§ 3.602. Abbreviated securities certificate.
(a) Scope of rule. The abbreviated procedure of subsections (b) and (c) applies to an issuance or assumption of a security which meets one of the following requirements:
(1) The issuance or assumption of securities has been authorized by another state commission having primary jurisdiction.
(2) The financing is provided by an agency of a state or the United States government.
(3) The issuance or assumption of securities is by a utility having a presence in this Commonwealth of less than 10% as measured by either:
(i) The ratio of gross investment within this Commonwealth to the utilitys total gross investment.
(ii) The ratio of gross operating revenues from service rendered during the immediately preceding fiscal year under tariffs filed with the Commission for intra-State service to the total gross operating revenues of the public utility during the fiscal year from all service, wherever rendered, of the type described in section 102 of the act (relating to definitions).
(4) The declaration by a utility of a stock split if there is no impact on the control of the utility or negative impact attributable to commingling of competitive enterprises with noncompetitive enterprises.
(5) The issuance of a dividend by a utility in the form of the utilitys stock if there is no impact on the control of the utility or negative impact attributable to commingling of competitive enterprises with noncompetitive enterprises.
(b) Form. At the election of the issuing public utility, a securities certificate relating to an issuance of securities within the scope of this rule may consist of two copies of a letter addressed to the Secretary and setting forth the following information:
(1) The name and address of the public utility.
(2) The title or capacity of the representative of the public utility executing the letter.
(3) The designation of the securities to be issued or assumed and the approximate number of shares, principal amount, or other units proposed to be issued or assumed.
(4) A statement setting forth the specific subsections that qualifies the issuance of the abbreviated procedure together with the underlying calculations, when applicable.
(5) A verification or affidavit conforming to § 1.36 (relating to verifications and affidavits) in compliance with section 1902 of the act (relating to contents of securities certificate).
(c) Filing and registration. An abbreviated securities certificate under this section, together with the filing fee specified in § 1.43 (relating to schedule of fees payable to the Commission), shall be filed with the Secretary.

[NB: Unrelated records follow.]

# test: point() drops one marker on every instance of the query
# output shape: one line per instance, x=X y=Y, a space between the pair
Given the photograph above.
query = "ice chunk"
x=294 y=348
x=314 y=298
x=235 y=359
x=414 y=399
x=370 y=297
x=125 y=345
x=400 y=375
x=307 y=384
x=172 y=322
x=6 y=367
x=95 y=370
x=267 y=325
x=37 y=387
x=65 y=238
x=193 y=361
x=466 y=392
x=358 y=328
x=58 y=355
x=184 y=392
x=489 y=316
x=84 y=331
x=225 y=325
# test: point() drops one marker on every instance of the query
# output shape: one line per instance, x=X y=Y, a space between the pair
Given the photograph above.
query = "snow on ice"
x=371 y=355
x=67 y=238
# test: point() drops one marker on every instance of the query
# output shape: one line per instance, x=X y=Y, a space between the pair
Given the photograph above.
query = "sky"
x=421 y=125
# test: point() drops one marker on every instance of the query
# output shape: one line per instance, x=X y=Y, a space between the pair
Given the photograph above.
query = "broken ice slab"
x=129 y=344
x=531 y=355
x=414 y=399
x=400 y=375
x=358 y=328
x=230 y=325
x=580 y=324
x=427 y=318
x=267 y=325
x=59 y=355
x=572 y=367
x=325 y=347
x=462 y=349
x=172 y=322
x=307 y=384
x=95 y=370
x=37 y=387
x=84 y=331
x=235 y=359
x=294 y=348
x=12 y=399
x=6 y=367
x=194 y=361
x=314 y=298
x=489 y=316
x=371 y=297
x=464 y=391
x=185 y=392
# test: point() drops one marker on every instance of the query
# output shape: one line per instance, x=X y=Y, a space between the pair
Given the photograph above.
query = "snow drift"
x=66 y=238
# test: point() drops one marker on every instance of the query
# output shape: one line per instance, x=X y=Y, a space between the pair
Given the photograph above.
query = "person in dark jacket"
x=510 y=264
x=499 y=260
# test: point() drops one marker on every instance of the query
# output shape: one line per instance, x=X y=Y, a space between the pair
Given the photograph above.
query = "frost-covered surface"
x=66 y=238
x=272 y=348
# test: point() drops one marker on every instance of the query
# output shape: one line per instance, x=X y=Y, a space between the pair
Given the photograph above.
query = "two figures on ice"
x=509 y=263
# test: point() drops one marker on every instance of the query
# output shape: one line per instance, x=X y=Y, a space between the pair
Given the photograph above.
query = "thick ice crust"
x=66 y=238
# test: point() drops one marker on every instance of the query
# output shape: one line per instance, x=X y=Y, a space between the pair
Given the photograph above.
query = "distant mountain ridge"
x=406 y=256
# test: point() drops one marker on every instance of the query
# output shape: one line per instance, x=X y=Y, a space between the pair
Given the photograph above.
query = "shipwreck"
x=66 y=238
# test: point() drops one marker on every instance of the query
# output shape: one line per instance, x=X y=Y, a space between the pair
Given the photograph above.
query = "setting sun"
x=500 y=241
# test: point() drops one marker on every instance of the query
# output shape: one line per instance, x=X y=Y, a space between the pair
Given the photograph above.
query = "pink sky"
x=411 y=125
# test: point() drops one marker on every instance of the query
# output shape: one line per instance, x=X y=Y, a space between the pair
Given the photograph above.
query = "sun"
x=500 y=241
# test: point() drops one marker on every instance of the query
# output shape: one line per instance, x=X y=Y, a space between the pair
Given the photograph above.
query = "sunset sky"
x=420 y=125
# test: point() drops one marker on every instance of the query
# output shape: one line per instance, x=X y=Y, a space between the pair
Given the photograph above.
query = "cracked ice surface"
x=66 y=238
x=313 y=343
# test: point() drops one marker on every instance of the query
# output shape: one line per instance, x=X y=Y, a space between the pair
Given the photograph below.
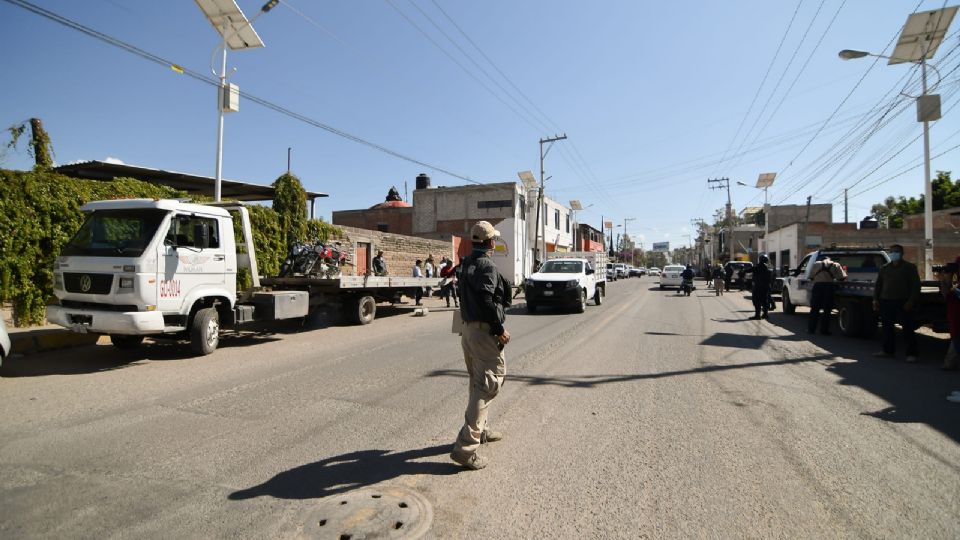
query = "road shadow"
x=350 y=471
x=594 y=381
x=916 y=393
x=90 y=359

(1) The certificate will be deemed, in fact and in law, to have been registered if no order of rejection has been entered after 20 days from the filing of a securities certificate.

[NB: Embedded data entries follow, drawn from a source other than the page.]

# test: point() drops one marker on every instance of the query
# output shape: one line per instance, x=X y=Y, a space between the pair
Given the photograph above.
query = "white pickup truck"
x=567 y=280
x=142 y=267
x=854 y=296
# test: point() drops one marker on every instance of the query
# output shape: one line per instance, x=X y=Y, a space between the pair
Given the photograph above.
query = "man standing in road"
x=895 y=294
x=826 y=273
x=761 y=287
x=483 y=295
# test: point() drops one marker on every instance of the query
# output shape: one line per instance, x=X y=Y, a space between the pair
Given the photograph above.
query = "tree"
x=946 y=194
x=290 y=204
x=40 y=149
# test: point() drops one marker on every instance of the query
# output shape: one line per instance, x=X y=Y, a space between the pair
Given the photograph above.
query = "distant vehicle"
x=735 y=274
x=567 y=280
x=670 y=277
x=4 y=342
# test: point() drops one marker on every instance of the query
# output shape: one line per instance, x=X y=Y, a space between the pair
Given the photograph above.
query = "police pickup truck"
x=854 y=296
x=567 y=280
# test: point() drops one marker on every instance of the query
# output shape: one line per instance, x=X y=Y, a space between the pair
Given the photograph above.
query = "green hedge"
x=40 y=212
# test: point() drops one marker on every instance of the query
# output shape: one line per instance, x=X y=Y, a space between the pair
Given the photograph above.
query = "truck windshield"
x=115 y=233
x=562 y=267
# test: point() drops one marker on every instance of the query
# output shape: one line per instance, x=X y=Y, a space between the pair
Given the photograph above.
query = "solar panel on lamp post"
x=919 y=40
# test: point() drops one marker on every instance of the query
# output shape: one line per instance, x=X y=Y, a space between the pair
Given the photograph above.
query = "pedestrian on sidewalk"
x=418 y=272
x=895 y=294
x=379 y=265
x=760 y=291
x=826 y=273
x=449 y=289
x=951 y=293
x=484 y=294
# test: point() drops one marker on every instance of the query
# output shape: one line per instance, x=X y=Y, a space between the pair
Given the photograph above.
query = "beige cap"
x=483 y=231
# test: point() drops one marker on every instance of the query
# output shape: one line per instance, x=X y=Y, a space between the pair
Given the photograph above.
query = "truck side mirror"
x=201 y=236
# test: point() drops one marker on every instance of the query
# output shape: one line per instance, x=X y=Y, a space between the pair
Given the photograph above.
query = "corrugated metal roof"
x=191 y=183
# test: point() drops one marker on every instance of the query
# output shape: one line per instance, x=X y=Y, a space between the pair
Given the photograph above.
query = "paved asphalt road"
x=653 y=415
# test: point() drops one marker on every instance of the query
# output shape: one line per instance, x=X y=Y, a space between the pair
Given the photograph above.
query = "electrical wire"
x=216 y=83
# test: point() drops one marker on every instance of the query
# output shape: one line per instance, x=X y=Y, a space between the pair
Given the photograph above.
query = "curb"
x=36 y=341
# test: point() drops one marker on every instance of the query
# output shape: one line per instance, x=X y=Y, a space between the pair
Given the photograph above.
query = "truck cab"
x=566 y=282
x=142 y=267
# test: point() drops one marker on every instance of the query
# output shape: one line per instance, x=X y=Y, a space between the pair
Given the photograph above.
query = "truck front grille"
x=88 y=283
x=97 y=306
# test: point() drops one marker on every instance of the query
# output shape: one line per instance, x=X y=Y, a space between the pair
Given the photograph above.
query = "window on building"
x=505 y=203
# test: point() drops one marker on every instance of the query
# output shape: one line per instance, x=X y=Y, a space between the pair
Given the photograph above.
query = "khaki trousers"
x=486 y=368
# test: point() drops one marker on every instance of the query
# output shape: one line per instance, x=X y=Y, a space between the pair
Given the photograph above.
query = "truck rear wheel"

(2) Prior to the expiration of the 20-day period, the Secretary may extend the 20-day consideration period to not more than a total of 40 days upon notification of the public utility served. Further extension to the period will be by the order of the Commission.
(d) Exemption. The filing of a securities certificate with the Commission under Chapter 19 of the act (relating to securities and obligations), relating to an issuance or assumption of securities is not required of a public utility which owns or operates facilities within this Commonwealth, but which has received no gross operating revenues for service rendered during the immediately preceding fiscal year and 12-month period under tariffs filed with the Commission for intrastate service within this Commonwealth.